# Presidential Symposium: Looking Over the Horizon: States as the Laboratory for Policy Innovations

**Authors:** Howard Degenholtz

PMC · DOI: 10.1093/geroni/igaf122.1659 · 2025-12-31

## TL;DR

This symposium explores how states serve as testing grounds for innovative policies supporting older adults, highlighting programs and lessons learned.

## Contribution

The paper presents state-level innovations in policy for older adults and emphasizes their role as models for national approaches.

## Key findings

- State demonstrations have pioneered using Medicaid for home-based long-term care.
- Innovative programs for dementia caregivers and family caregiver payment models are being developed.
- Researchers can help study and advance these state-level innovations.

## Abstract

Supreme Court Justice Louis Brandeis suggested that states are the laboratories of democracy. In a year in which so much attention is at the federal level, this year we will focus on the ways in which we turn our gaze to the states as sources to learn about innovations in policies that support older adults. States have long been the incubators for new ideas that have had dramatic impact. For example, the notion of using Medicaid dollars to provide long-term services and supports in people’s own homes rather than in institutional settings had its start through state demonstrations.

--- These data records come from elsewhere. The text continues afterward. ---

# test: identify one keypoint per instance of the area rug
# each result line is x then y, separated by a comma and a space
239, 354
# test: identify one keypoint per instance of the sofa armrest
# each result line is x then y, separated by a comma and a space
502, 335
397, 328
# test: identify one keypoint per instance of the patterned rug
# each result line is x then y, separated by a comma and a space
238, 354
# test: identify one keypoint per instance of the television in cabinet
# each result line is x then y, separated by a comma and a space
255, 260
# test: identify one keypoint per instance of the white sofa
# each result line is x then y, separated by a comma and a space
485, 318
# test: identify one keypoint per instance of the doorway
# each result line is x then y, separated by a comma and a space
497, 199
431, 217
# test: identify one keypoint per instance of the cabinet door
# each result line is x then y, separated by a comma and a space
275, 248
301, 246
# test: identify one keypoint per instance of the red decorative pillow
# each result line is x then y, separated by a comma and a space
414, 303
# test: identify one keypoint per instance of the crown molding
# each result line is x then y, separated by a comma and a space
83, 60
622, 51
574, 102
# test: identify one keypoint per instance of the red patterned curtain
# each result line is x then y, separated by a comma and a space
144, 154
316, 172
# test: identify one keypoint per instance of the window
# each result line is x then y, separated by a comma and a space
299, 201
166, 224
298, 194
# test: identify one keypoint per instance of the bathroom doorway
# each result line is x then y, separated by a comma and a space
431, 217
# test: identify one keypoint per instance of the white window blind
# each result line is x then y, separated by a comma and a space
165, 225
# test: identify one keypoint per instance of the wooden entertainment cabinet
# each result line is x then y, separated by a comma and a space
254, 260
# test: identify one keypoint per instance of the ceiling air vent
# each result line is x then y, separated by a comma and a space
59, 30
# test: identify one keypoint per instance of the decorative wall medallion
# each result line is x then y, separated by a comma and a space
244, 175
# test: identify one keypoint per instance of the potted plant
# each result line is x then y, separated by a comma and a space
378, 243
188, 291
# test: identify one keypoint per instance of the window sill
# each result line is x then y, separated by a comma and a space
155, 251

This symposium will feature innovative state programs that support caregivers for people with dementia, the creation of a long-term care insurance program, and models for paying family caregivers. Speakers will describe how states have created these programs and learned from each other, notable accomplishments and challenges in implementing them, and what they expect to see moving forward. They will also touch on where and how researchers can play an important role in studying and advancing state-level innovations.